When you are putting this hose back. Stick the hose back on to the inlets/outlets but leave the two clamps loose. Close up the white plate. Make sure it's in the correct position and sits flush against the gas tank. This way you allow the hose to twist and rotate to the correct position. Lift the white plate back up just enough for you to move the clamps back into position and tighten them down. If you clamp them down first, the hose would not be in the correct position.

The white plate would not sit flush against the gas tank and if you force it to sit flush. The hose will kink or push the fuel pump cradle out of position. If the hose is kink, you will reduce fuel flow. If the fuel pump cradle is out of the position, the pump will not able to pick up gas when it's near empty. The fuel pressure will drop intermittently when it's near empty and cause the car to jerk and run lean.

Make sure you pay attention how the factory route the wiring harness from the white plate to the pump. Make sure the wires are away from the fuel level reader. I had the wiring harness routed the wrong way and it interfered with the fuel level reader.
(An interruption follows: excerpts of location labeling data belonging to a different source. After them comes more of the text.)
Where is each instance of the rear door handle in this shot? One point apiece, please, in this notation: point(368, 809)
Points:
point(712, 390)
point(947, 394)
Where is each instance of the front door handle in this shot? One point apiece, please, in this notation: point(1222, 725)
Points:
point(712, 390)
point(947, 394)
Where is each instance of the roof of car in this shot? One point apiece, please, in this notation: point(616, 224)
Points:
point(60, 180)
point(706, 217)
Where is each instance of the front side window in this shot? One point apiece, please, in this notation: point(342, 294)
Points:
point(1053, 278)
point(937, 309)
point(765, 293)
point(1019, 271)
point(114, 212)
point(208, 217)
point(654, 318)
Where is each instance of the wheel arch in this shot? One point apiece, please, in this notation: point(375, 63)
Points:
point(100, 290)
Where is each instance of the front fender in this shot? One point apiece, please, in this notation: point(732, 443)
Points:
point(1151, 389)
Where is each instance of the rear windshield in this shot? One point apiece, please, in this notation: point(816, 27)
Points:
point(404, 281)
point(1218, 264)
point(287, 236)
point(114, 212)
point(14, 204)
It would not read full when the tank is full.

JWT Nitrous Kit and ECU Brian C aka Cattman

I used a '96 ECU, can't be done at this time with anything later. There's a seperate NO2 control module that mounts in the ECU box, containing the alternate fuel mapping for when the NO2 kicks in. There's an arming microswitch that goes from the ECU and another set of wires that got to the NO2 solenoid controlling flow from the bottle, through the jet into your intake tubing.
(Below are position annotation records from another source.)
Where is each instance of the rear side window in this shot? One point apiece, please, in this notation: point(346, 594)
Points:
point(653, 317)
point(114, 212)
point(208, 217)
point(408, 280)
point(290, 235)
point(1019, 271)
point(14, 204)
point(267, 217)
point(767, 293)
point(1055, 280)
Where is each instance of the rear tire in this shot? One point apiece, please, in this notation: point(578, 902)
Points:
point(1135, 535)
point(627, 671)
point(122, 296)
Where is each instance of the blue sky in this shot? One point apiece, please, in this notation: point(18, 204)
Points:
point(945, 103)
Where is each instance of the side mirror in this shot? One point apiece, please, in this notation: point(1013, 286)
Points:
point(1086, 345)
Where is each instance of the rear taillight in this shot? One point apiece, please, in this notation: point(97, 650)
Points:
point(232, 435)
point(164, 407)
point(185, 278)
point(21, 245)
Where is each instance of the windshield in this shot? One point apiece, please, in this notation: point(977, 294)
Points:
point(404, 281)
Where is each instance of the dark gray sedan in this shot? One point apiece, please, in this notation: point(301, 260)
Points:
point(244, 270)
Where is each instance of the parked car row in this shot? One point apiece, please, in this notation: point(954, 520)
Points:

To operate, you arm the switch (assuming you've pressurized the system via turning the valve, switching a remote shutoff valve, whatever) and floor it. If you're under 2500 rpm, nothing happens until you get there. When the NO2 kicks in the injectors go into more or less full duty cycle and start dumping in extra fuel, and since its a dry manifold system (extra fuel's coming directly into the cylinders) its safer and the fuel dispersal is equal to each cylinder.

Its a very efficient system, and its not unusual to get over 80hp at the wheels from the 65-shot jet (which is about as much as the stock fuel system/injectors can reliably back up).

You have to start with JWT's ECU upgrade and add the NO2 module, then you can buy their basic hardware kit (including a 10 pound tank, but no remote shutoff valve or bottle heater) put together by NOS (the company) specifically for JWT's dry-manifold system. You could do assemble your own hardware kit if you know enough about what's involved to get the right parts but the key is to use a 65-shot jet and JWT can tell you what size that is.

Prices for the parts and their various combinations (my price and JWT's price in parens). I don't sell the hardware separately, there's no reason to buy it alone if you think about it. In fact, I offer the hardware as a convenience -- the margin is so small that I basically pass it along with no profit.

JWT ECU upgrade -- $565 ($595) / $25 shipping
JWT NO2 module -- $425 ($450) / $25 shipping
ECU upgrade and NO2 module -- $950 ($1045) / $25 shipping
NO2 module and NOS hardware kit -- $995 ($1045) / $50 shipping
ECU upgrade, NO2 module and NOS hardware kit -- $1495 ($1640) / $50 shipping

Not exactly cheap, but far superior to a simple stand-alone NO2 system that has some haphazard or unreliable way of delivering the extra fuel. Nothing beats NO2-specific fuel mapping, ECU-controlled through the stock injectors.